When recently evaluating wines from La Pelle Winery, I learned that this new Napa winery was founded, “With a mission to create terroir-driven wines that are the ultimate expression of the sites from which the fruit is sourced.” And, indeed, the La Pelle wines are quite distinctive. The 2018 Reserve Napa Cabernet struck me as “classic Napa Cabernet,” rather than a winemaker tour de force or blockbuster.
Shannon O’Shaughnessy of newcomer Altimer wines, added a new voice to the possible trend when she was quoted saying, “It sounds cliché, but I want to make the best wines possible that are characteristic of their place and of the vintage.” Another new Napa Valley winery, Ashes & Diamonds, has this as its motto: “Our winemaking philosophy is simple: quality farming and healthy cellar conditions allow for light-handed winemaking and transparency of terroir.”
The “light-handed winemaking” phrase was an attention getter, a new way of talking about terroir. After all, terroir to the French is the sum of all the natural elements affecting that site, not just the soil and climate. The high-tech stuff done in the cellar does not contribute or add to the gout. All those cellar tricks like micro-oxidation, tannin management, acid adjustments, and lengthy macerations are heavy-handed or at least quite interventionist.
Founded in 2016, Ashes & Diamonds is the brainchild of Kashy Khaledi (42), son of Darioush Khaledi (owner of Darioush Winery), and he says his goal is the “old-school style of classic Napa Cabernet Sauvignon.” To achieve that goal, he notes, “We certainly won’t manipulate the wines in the cellar.”
Now I’m really “stoked” or pumped or whatever cliche comes to mind. “Classic, old school style and non-manipulative seems to be taking us back in time to, well, the pre-Parker era. In fact Kashy mentions the winery’s focus is wines from the 60s and 70s, “like Mayacamas, Robert Mondavi, and Inglenook.” That’s certainly before the 100-point system took over in the 1980s. Kashy says he is not anti-Parker. However, he adds: “The wines they made in the yesteryear, the ones that put Napa Valley on the map in the 70’s, are what we admire the most and the path we chose.”
Ashes & Diamonds first came to my attention in early 2020 when wineries were shutting their doors to visitors. From the very beginning the winery staff went out of their way to personally deliver wines to members of the wine club through several drop-off places. A little research revealed Kashy Khaledi was a multimedia and advertising executive at Capitol Records, Live Nation, and MTV before dropping all that to build a winery.

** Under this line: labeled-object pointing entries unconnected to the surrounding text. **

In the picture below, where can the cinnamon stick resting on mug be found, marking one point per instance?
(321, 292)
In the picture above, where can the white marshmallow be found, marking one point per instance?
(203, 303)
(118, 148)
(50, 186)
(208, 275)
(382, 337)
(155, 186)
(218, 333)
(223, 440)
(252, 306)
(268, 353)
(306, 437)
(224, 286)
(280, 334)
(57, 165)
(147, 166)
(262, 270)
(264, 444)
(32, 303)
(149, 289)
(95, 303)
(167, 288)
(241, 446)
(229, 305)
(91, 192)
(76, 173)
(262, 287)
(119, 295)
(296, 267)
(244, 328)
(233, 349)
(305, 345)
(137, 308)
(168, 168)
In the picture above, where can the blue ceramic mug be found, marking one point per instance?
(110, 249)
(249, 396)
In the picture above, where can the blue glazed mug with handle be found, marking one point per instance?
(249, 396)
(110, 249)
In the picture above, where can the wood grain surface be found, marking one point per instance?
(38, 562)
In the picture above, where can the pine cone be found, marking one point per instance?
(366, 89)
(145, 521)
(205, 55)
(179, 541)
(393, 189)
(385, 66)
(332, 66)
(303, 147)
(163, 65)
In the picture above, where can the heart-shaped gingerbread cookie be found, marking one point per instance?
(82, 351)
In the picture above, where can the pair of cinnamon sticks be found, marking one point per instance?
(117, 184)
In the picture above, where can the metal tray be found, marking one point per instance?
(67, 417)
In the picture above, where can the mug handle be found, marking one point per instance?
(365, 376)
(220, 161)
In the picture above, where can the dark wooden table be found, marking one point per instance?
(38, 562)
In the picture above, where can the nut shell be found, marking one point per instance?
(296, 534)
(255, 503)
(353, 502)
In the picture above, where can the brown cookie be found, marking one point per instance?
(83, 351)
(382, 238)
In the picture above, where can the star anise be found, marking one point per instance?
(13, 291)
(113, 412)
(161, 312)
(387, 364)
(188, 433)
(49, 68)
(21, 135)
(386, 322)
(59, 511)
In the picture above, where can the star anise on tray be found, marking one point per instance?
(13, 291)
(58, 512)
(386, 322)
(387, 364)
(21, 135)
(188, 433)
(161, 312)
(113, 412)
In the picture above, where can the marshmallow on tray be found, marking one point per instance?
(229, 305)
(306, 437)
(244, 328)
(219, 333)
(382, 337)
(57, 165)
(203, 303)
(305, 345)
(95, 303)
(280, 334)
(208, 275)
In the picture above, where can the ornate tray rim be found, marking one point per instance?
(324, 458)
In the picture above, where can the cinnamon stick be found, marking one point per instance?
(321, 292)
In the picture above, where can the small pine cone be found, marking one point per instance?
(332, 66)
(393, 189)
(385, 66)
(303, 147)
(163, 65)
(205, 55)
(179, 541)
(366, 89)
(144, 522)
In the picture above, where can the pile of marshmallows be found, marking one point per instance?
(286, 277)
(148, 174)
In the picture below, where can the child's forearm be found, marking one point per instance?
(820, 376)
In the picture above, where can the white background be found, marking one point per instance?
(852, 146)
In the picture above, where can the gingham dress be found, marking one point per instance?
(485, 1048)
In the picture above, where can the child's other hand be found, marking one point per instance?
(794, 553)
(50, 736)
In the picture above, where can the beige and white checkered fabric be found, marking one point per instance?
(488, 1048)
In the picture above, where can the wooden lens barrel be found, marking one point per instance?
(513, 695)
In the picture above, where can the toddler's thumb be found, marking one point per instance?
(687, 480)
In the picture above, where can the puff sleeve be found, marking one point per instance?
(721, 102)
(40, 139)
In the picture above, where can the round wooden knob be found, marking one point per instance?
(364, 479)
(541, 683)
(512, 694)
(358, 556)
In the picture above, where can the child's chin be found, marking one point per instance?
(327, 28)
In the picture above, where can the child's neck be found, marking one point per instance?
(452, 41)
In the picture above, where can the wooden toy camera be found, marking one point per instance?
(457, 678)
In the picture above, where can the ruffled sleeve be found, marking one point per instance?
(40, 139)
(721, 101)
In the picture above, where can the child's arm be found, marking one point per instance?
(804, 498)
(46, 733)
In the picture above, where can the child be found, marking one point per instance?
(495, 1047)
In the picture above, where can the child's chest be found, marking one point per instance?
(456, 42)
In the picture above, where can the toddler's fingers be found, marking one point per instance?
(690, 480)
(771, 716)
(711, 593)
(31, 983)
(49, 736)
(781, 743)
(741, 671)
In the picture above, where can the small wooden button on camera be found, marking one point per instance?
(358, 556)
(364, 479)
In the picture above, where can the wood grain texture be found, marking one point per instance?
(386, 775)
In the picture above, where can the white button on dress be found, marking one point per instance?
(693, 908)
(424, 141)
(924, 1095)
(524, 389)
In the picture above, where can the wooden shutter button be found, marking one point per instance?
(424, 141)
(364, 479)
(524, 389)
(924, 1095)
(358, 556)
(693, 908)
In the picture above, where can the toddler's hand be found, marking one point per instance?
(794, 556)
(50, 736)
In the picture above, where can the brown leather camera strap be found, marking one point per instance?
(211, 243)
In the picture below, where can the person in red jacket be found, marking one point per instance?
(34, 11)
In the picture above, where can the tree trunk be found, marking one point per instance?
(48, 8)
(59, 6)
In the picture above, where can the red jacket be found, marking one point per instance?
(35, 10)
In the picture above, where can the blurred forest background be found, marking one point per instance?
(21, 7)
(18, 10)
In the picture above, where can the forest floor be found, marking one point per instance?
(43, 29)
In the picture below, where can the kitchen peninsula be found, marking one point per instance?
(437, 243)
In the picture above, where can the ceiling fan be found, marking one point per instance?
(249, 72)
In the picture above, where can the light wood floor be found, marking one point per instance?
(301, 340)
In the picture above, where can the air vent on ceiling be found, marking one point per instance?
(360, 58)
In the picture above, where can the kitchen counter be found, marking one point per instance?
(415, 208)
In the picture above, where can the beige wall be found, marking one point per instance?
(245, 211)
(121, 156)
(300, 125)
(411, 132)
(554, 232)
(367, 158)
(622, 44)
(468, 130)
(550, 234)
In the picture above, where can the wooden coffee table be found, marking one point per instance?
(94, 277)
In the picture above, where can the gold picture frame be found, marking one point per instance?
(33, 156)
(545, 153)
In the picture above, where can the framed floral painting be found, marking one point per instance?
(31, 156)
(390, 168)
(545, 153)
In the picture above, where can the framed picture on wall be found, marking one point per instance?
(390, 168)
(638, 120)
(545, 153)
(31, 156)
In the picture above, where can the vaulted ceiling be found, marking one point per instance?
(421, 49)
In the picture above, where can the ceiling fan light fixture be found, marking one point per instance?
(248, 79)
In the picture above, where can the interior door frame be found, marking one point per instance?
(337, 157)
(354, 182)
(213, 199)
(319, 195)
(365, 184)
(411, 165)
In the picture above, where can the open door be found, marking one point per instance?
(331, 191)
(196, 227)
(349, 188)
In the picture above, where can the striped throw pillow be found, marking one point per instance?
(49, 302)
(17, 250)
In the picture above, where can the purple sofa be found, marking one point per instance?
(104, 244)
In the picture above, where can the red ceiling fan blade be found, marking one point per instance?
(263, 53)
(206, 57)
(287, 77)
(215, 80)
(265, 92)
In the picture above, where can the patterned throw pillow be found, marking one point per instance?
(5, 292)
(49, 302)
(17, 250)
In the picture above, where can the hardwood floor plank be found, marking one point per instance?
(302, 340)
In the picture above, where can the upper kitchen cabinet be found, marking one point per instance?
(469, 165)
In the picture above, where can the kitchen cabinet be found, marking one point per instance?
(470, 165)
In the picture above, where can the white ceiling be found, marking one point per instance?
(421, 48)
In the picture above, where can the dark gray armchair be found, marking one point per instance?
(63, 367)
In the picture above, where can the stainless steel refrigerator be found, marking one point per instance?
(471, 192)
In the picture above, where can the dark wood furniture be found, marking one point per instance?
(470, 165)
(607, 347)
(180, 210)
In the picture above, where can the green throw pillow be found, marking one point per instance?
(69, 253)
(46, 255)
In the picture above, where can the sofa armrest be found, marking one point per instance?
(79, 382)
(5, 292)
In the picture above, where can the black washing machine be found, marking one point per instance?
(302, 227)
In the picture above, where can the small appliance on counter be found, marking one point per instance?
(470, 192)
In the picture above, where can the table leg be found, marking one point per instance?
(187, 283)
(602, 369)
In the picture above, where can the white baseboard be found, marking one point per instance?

The Ashes & Diamonds name is based upon a Polish war film made in 1958. Obviously, it made a lasting impression on him. The film was based on a poem by Cyprian Norwid, and several lines of the poem are printed on each cork. That’s correct, you can read the cork after sniffing!
So, no surprise that the winery and visitor’s center are not typical Napa. In fact, they are the opposite of Darioush, which is a bit over-the-top. The main building is a stark white rectangle with an odd, zig-zag roof and port-hole windows. It seems to be trying to attract a young crowd by being open longer hours and by hiring a young chef who helped put Scribe Cellars on the millennial radar.
And there is some Instagram-like corniness in the winery’s motto: “Ashes & Diamonds Winery is a love letter to Napa as it was when it first took the world stage in the 1960s.”
But as good and fascinating as the narrative for Ashes & Diamonds may be, the ultimate success rides on the wines and how well they back up the philosophy. There are two winemakers. Steve Matthiasson makes the Cabernet Francs. Diana Snowden Seyesses, who also works at Snowden and Domaine Dujac, makes the other wines, including those reviewed here. Both know their way around Napa’s most intriguing, unusual vineyards but reached out to Santa Cruz for the 2017 Bates Ranch Vineyard Cabernet.
The winemakers seem to favor mountain vineyards, but Kashy explained the focus falls on vineyards that are dry-farmed, or minimally irrigated and wines that are restrained, relatively low in alcohol, with good acidity and pH.
Based upon the impressive 2017 wines tasted, it may be time to start talking about terroir in California Cabernets. It is too early to say whether these wines represent a trend or not. But they are a refreshing change from the hedonistic, blockbuster, super-polished, ultra-ripe style that dominates the world of Cabernets and Bordeaux blends today.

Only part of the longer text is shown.